What You Need to Know to Raise Your Credit Score by 100+ Points

A good credit score is a powerful tool that can open doors to financial opportunities, such as lower interest rates on loans, credit cards with better rewards, and greater financial security. But how do people achieve and maintain good credit?

I can personally relate to the challenge of maintaining good credit. When I was 18 years old, I received several credit card offers. I opened a couple of credit cards with the intention of managing them correctly. After about a year, I quickly realized I had no idea what I was doing, and it took several years to repair the damage. Unfortunately, my experience is not unique.

Since repairing my credit, I have incorporated some habits that have helped me to maintain a good credit score for almost a decade. Here are 10 habits that people with good credit practice often:

 

1. Pay Bills on Time

Whether it is a credit card payment, a loan installment or even a utility bill, people with good credit understand the importance of making timely payments. Late payments not only can have a significant negative impact on your credit score, but they can stay on your credit report for years.

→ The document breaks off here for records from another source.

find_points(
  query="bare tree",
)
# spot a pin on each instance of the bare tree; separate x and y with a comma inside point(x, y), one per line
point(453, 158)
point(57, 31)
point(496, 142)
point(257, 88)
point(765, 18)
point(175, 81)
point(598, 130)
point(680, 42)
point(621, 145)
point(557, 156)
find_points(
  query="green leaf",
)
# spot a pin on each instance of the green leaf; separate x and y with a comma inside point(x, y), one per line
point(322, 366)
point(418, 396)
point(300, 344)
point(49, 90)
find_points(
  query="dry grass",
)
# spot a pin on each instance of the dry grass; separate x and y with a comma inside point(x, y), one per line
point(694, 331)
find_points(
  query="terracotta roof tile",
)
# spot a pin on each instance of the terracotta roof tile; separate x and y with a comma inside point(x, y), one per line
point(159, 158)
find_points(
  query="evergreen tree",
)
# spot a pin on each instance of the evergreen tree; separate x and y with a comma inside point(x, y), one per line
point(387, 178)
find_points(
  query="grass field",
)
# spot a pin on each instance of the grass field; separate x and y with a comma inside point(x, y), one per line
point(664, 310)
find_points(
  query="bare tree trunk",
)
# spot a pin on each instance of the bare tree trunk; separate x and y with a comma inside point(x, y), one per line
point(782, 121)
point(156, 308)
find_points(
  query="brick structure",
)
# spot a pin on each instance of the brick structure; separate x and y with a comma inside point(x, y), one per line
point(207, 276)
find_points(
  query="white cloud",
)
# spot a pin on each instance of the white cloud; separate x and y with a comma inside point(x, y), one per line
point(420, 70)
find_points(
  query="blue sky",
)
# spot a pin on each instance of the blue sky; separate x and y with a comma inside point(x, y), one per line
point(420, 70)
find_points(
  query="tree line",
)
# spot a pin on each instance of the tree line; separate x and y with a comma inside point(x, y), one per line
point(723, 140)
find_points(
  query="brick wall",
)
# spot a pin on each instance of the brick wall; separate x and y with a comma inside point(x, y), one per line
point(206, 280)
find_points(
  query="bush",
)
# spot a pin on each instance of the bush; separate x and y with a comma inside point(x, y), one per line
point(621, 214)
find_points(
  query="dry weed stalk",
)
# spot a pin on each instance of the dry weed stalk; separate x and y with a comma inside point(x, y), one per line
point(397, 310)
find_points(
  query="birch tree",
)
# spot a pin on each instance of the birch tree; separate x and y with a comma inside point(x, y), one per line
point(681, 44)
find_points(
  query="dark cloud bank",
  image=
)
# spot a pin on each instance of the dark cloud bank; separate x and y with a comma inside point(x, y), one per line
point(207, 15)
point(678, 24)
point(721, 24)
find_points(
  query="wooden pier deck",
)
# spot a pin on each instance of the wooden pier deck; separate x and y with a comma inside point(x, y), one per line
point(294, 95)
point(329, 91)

Tip: Set up automatic payments for recurring bills to avoid forgetting about payments and incurring late fees.

 

2. Keep Balances Low

People with good credit are always mindful of their credit card balances and keep it well below their credit limit. Typically, they aim to keep their credit utilization ratio below 30%. When only a portion of their available credit is used this demonstrates to lenders that they are managing their credit responsibly without overextending themselves.

Tip: Aim to pay your credit card balances off in full each month to maintain a low utilization ratio. This also allows the avoidance of interest.

 

3. Live Within Your Means and Use your Credit Responsibly

People with good credit are also mindful of how they use credit. They avoid impulse purchases on credit and only charge what they can afford to pay off in full when the bill arrives. Using credit responsibly helps avoid debt accumulation. This shows lenders that they can manage debt properly.

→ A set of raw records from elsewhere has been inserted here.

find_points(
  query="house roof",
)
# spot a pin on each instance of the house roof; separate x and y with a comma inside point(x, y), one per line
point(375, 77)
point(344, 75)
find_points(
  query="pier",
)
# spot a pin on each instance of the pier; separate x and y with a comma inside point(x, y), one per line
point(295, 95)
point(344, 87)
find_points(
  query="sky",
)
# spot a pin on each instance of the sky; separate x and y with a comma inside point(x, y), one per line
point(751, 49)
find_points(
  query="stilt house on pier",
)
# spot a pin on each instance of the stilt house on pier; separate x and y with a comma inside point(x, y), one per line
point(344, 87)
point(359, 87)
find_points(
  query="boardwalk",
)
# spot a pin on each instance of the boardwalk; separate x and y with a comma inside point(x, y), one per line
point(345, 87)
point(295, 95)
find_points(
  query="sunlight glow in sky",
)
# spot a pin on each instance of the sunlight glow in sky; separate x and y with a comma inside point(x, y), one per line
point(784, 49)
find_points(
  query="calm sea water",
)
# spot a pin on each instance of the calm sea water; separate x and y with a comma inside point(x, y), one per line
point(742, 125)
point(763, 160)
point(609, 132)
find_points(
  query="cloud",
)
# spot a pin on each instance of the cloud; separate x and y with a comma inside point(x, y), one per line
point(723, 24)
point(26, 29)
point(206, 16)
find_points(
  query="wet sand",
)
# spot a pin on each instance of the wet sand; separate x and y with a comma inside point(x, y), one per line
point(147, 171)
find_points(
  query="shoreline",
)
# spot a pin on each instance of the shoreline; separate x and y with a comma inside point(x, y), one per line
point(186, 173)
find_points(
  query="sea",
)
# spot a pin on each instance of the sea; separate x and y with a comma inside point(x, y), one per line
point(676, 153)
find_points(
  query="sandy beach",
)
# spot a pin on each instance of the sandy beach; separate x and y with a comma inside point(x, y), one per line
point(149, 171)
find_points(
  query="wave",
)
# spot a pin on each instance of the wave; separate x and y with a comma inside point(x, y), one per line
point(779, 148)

Tip: Try the “48-hour rule” for large purchases – wait 48 hours before deciding if you truly need it. Also consider how you will be able to pay the bill when it arrives. This helps avoid impulse buying that could negatively impact your credit.

 

4. Reconcile Finances and Budget Regularly

People with a good credit score review their finances to ensure their budget accounts for timely credit card payments. When they review their finances, they prioritize paying their credit card balances on time. They set aside funds in their budget specifically for credit card payments and track spending to stay under 30% of available credit. Regular reviews also help prevent overspending and ensure they remain in control of their finances.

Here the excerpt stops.